This excerpt is taken from the Preface of Be the Elephant: Build a Bigger, Better Business by Steve Kaplan.

Kalplan combines dynamic advice, real-life experience, and a friendly, no-nonsense writing style to take the mystery and fear out of achieving significant business growth. He gets readers to understand the exact nature of their business by showing how to define objectives, identify risks, and get the operation on solid footing.

Preface

It's Great to Be Gray 


Who Are You? 

  • You're the owner of an e-commerce business. You've made it over the second-year hump and are poised to break out, but you're unsure about which strategy is best to grow your business. You don't have a ton of money, so you need to make the right growth decision the first time. One misstep will kill your momentum.
  • You run a three-person gourmet cookie company with a few corporate customers that take up most of your time. With such a small customer and employee base, you're understandably nervous. You know that you need to grow, but how to start the process without upending your existing business? Implementing a growth strategy might upset your large customers, prompting them to move along to that next cookie. And you do not want to be left with crumbs.
  • You're a sales professional, selling mortgages. You're doing pretty well and have great relationships with many of your clients. You know that if you had more things to sell them, it would be a cakewalk, but you're not sure how to develop new offerings, especially ones they will prepay for.
  • You're the senior partner in a CPA firm.
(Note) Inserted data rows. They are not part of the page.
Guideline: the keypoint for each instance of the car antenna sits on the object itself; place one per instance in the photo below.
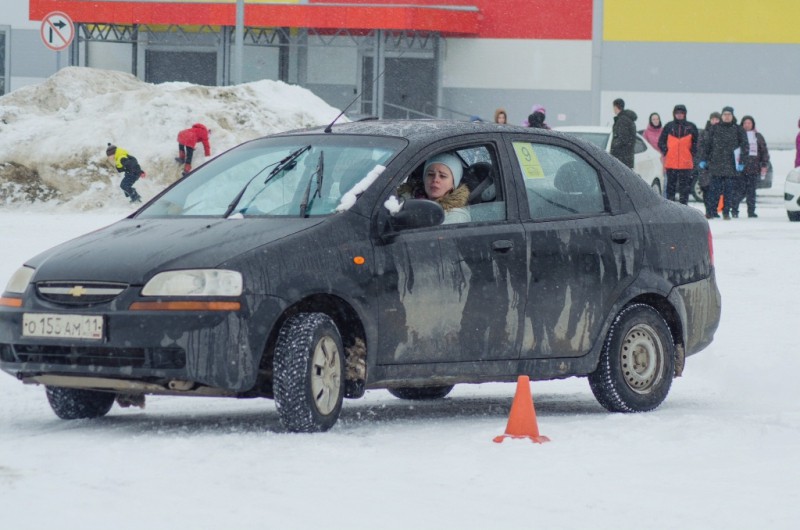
(329, 128)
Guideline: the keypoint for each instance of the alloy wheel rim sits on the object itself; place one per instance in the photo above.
(325, 375)
(642, 358)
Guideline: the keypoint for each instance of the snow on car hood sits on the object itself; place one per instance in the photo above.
(131, 251)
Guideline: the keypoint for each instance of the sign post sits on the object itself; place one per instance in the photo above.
(57, 30)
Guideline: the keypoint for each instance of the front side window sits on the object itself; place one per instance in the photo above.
(558, 182)
(290, 176)
(478, 196)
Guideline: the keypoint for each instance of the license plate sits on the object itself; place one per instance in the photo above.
(50, 325)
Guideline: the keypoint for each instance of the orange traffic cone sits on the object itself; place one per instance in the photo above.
(522, 418)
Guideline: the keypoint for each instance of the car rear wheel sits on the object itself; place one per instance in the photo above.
(76, 403)
(309, 373)
(637, 363)
(420, 393)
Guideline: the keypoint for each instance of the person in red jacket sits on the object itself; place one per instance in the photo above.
(187, 140)
(678, 142)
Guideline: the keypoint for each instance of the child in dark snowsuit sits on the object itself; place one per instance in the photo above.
(127, 164)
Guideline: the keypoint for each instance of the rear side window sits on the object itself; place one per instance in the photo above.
(558, 182)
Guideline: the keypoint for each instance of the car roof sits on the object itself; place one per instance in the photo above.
(415, 130)
(584, 128)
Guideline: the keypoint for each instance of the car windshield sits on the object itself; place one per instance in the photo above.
(282, 176)
(598, 139)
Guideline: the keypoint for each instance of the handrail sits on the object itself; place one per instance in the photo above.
(423, 114)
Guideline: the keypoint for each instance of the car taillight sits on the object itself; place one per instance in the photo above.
(710, 248)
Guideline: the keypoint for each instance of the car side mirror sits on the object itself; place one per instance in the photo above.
(417, 213)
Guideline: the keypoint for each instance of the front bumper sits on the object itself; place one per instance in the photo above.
(218, 349)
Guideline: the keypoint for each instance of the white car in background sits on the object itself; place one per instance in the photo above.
(646, 159)
(791, 194)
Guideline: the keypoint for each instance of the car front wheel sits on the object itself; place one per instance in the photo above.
(308, 371)
(77, 404)
(637, 363)
(420, 393)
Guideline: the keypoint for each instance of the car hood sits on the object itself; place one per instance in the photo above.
(131, 251)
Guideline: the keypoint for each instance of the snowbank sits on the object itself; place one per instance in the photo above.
(53, 135)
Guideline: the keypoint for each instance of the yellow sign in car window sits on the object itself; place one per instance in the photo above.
(528, 161)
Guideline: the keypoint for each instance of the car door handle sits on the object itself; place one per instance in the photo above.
(502, 245)
(620, 236)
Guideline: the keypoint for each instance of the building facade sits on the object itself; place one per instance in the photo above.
(446, 58)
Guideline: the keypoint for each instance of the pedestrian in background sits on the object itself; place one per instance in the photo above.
(678, 143)
(719, 157)
(755, 168)
(623, 133)
(187, 141)
(703, 176)
(653, 130)
(536, 118)
(126, 163)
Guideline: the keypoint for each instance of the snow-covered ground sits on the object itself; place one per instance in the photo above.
(720, 453)
(53, 136)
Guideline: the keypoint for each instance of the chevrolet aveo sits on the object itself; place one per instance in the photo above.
(291, 268)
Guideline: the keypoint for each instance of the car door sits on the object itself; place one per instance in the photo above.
(454, 292)
(583, 248)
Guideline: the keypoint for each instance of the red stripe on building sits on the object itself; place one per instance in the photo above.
(519, 19)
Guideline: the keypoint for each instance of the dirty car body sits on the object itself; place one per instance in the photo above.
(290, 268)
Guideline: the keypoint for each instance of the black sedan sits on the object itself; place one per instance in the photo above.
(291, 268)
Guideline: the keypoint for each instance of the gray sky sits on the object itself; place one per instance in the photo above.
(15, 14)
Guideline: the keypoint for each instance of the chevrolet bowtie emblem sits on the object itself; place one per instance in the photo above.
(77, 291)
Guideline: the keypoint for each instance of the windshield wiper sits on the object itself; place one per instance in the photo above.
(283, 164)
(305, 203)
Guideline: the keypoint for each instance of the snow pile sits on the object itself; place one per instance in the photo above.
(53, 135)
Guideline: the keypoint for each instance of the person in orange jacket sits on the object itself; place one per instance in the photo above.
(187, 140)
(678, 143)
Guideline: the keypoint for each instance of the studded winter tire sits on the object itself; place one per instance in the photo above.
(76, 404)
(637, 363)
(421, 393)
(309, 373)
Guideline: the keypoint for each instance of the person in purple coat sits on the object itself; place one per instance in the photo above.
(797, 155)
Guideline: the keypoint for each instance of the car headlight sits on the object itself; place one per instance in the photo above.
(198, 282)
(19, 280)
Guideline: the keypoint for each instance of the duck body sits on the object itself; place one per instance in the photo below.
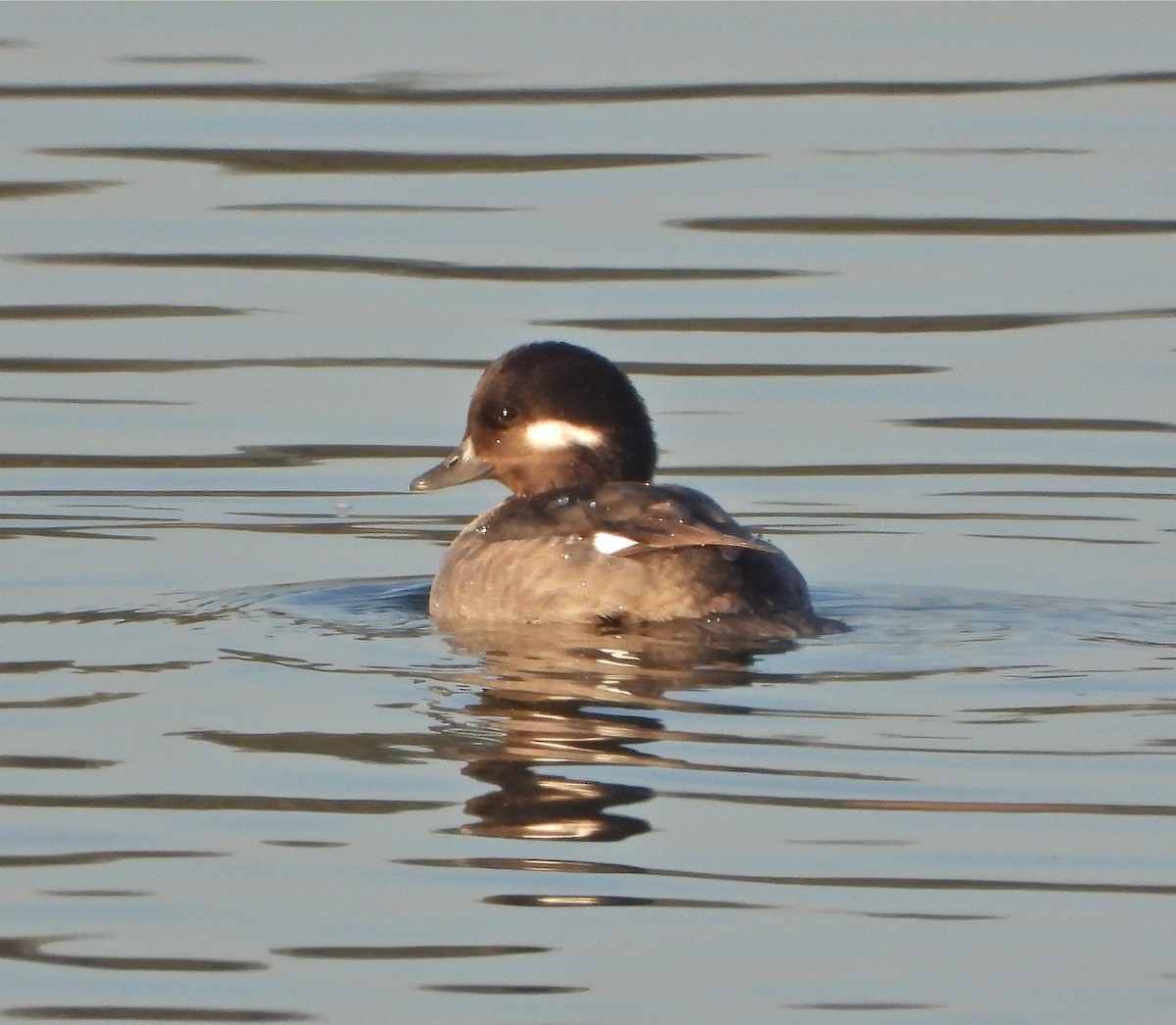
(587, 537)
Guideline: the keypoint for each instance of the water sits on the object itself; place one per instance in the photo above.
(897, 283)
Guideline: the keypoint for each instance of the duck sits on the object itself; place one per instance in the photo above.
(587, 536)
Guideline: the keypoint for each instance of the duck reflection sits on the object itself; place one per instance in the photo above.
(564, 696)
(547, 696)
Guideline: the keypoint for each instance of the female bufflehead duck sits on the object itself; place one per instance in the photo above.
(586, 537)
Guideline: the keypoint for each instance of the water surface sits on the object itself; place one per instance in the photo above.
(897, 284)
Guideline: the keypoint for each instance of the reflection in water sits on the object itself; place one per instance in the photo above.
(47, 312)
(29, 189)
(409, 268)
(411, 90)
(906, 324)
(30, 949)
(371, 161)
(933, 225)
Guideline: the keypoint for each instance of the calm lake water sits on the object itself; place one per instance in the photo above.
(898, 284)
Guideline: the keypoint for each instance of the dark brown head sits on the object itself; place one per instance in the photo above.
(551, 415)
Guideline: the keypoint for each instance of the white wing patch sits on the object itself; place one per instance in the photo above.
(556, 434)
(611, 543)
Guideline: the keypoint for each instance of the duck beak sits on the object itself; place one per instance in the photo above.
(462, 465)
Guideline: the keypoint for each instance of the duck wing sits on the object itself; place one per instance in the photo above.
(628, 518)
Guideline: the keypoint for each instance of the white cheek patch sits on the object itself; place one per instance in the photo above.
(556, 434)
(611, 543)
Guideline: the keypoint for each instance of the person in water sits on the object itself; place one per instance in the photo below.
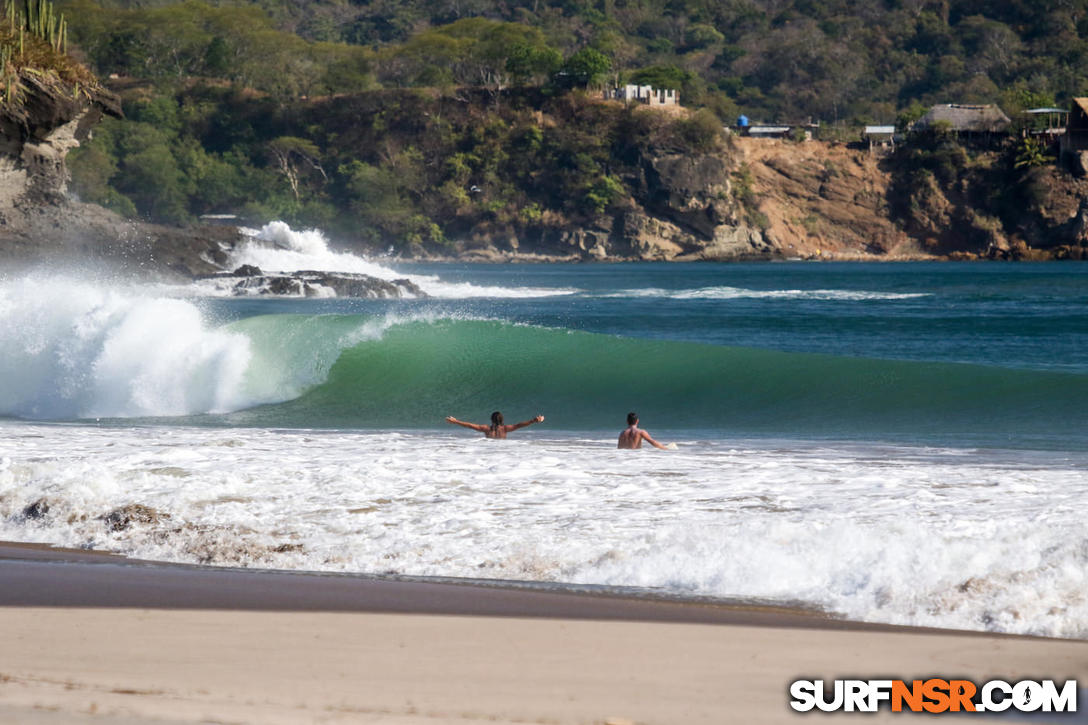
(496, 429)
(632, 435)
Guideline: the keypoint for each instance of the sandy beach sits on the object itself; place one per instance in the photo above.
(89, 638)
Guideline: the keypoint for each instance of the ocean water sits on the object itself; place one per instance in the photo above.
(903, 443)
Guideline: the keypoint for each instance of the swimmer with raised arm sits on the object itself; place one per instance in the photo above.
(632, 435)
(496, 429)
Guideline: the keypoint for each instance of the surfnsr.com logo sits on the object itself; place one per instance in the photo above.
(932, 696)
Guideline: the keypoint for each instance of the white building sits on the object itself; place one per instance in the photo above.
(646, 95)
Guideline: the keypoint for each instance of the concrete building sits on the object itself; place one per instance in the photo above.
(644, 95)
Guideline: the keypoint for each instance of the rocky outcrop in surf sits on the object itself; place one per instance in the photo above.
(41, 223)
(250, 281)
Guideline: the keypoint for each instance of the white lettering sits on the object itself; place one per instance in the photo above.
(989, 704)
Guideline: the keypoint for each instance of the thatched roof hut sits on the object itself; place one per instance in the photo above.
(967, 119)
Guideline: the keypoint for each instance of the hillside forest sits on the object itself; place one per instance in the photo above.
(403, 122)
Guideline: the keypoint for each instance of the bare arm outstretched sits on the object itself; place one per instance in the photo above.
(476, 427)
(654, 443)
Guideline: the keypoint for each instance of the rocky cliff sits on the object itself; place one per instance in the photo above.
(40, 223)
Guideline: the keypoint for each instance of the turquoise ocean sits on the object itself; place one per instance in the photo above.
(895, 442)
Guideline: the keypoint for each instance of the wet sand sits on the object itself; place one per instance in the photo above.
(88, 637)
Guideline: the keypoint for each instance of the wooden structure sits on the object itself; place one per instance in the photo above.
(966, 121)
(882, 137)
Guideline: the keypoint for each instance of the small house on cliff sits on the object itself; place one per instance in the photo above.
(972, 122)
(1076, 128)
(644, 95)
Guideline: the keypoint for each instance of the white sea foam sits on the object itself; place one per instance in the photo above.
(276, 247)
(977, 540)
(741, 293)
(76, 349)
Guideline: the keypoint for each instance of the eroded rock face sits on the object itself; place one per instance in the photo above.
(691, 192)
(37, 134)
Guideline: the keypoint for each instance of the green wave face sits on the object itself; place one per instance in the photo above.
(415, 373)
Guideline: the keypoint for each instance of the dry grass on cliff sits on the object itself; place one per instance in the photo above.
(24, 53)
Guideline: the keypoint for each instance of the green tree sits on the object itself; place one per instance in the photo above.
(586, 66)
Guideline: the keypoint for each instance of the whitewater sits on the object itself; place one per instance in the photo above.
(889, 443)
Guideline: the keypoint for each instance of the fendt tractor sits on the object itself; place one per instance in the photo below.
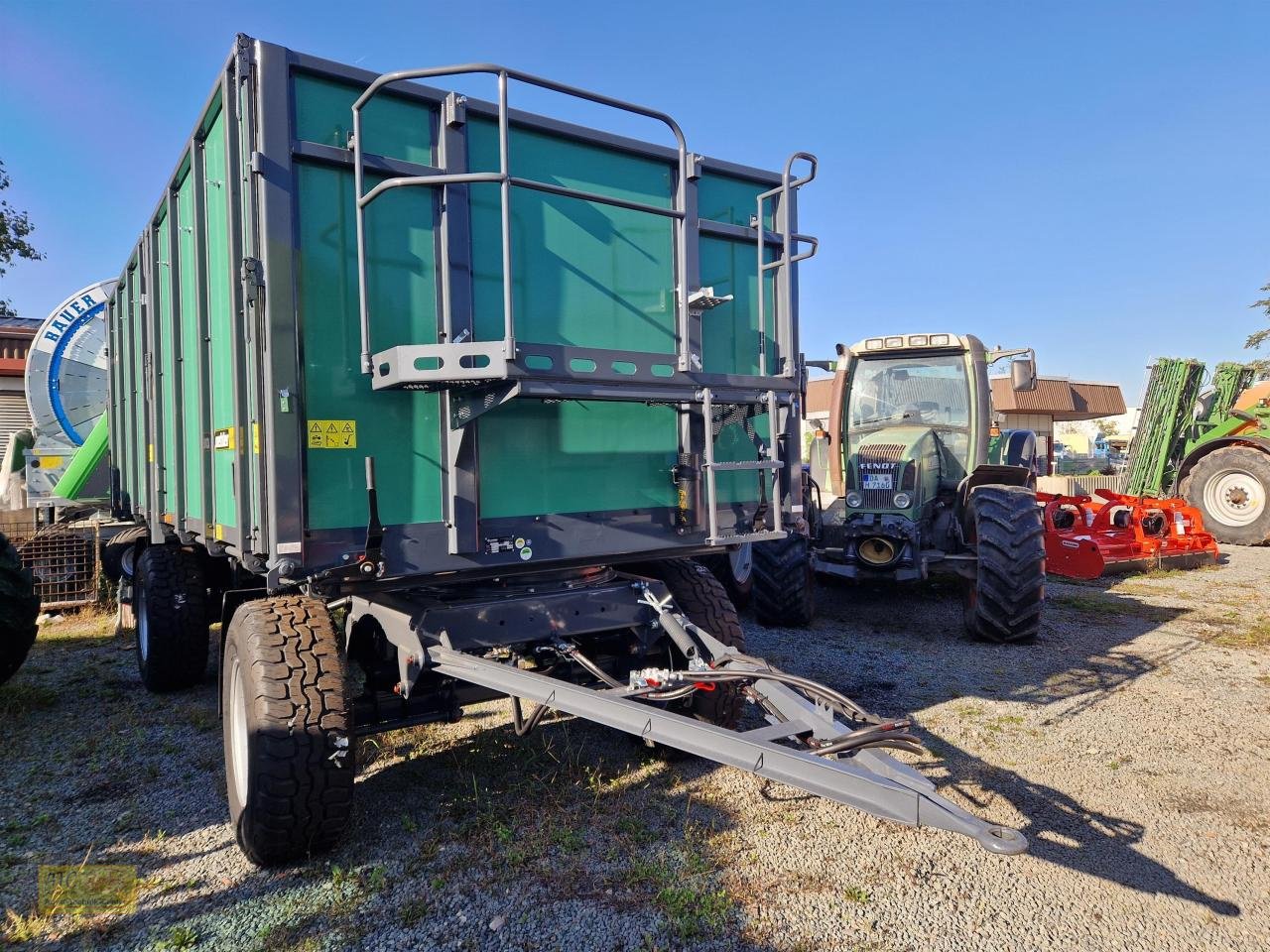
(431, 402)
(922, 481)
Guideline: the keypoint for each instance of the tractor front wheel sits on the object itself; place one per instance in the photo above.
(784, 583)
(19, 607)
(1003, 601)
(289, 747)
(1230, 488)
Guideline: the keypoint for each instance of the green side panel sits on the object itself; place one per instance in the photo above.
(730, 199)
(190, 349)
(730, 336)
(399, 428)
(220, 302)
(166, 453)
(140, 436)
(575, 457)
(250, 451)
(391, 126)
(85, 461)
(584, 275)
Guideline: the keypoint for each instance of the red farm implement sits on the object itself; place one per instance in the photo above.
(1087, 536)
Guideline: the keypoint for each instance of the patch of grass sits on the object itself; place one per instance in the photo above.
(180, 937)
(1254, 635)
(413, 911)
(856, 893)
(18, 698)
(693, 912)
(21, 929)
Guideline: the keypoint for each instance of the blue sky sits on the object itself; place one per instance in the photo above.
(1087, 178)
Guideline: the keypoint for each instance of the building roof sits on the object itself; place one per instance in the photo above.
(1058, 398)
(14, 345)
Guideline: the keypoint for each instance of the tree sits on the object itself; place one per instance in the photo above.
(1259, 336)
(14, 230)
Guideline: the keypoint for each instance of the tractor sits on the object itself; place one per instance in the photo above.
(922, 481)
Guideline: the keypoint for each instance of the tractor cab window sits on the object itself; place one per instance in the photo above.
(916, 390)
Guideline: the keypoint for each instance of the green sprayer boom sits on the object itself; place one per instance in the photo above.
(1167, 405)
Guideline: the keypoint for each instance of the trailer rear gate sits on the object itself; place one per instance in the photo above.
(239, 412)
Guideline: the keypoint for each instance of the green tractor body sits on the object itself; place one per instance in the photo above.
(924, 481)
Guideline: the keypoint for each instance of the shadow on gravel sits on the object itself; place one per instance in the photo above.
(912, 655)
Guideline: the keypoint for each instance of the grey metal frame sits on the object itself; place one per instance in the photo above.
(865, 779)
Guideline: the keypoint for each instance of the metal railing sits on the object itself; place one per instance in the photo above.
(506, 181)
(789, 241)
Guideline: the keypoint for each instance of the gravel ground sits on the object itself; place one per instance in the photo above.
(1130, 744)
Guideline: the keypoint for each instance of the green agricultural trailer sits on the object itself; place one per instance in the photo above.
(432, 402)
(1199, 443)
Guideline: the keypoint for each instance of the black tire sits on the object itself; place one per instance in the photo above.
(19, 608)
(735, 570)
(784, 583)
(1247, 471)
(289, 749)
(169, 603)
(118, 546)
(1006, 527)
(702, 598)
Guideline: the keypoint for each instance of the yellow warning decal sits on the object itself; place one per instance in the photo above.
(333, 434)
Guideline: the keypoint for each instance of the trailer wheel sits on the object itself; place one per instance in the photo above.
(1230, 488)
(289, 758)
(168, 602)
(19, 607)
(735, 570)
(784, 583)
(118, 552)
(1003, 601)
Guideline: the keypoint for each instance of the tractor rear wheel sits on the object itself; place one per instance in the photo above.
(784, 583)
(19, 607)
(1230, 489)
(1003, 601)
(289, 748)
(168, 602)
(735, 570)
You've always been motivated by a desire to become the best CPA you can be. You want your work to matter, to be recognized for its quality and superiority. You're great at your job, but you've neglected the business end of your business, and your client base is shrinking. Now you see the need to grow, but the resources available to you don't offer an obvious path to growth.
  • You own a $50 million consulting business. You've been cruising along, selling the same service for years. A few years back, you tried expanding your services into new markets, but the extra duties and responsibilities took your employees' attention away from your core clientele and the effort failed, almost costing you your business. You're doing okay now, but you don't want to work like a dog forever.
  • You're a partner in a marketing firm that's been doing steady business for a few years. You're not growing, but that's all right, because you don't want the worries of a larger business. Besides, you wouldn't know what to do to get bigger. You're okay with the status quo for now. Yet you can't help being a little worried, because you've seen many other businesses like yours cruise along at treetop level for years and then crash and burn. All it took was a brief financial stumble, and the owners were unable to adapt or compensate.

Not-Growing Pains 

If you can identify with any of these people, this book's for you. You realize that your business is living pretty close to the edge. You don't have much flexibility or reserve. Yes, you may be spared the giant problems of giant companies, but the anxieties and stresses of eking out profits and growth in your business, at its current size, are hardly a blessing. You're worried about Incredible Shrinking Business Syndrome. You also fret that you'll never make the big bucks you've dreamed of. But just thinking about growing gives you the jitters. Rock and a hard place.

Somewhere in the back of your mind, you remember what older, wiser capitalists have told you: In business, there's no standing still. Avoiding growth goes against the laws of nature; you're either growing or dying, yet finding a niche and managing to operate there happily ever after is riddled with risk. A recession, a new technology, even a miscalculation or a sudden illness can lead to a quick demise.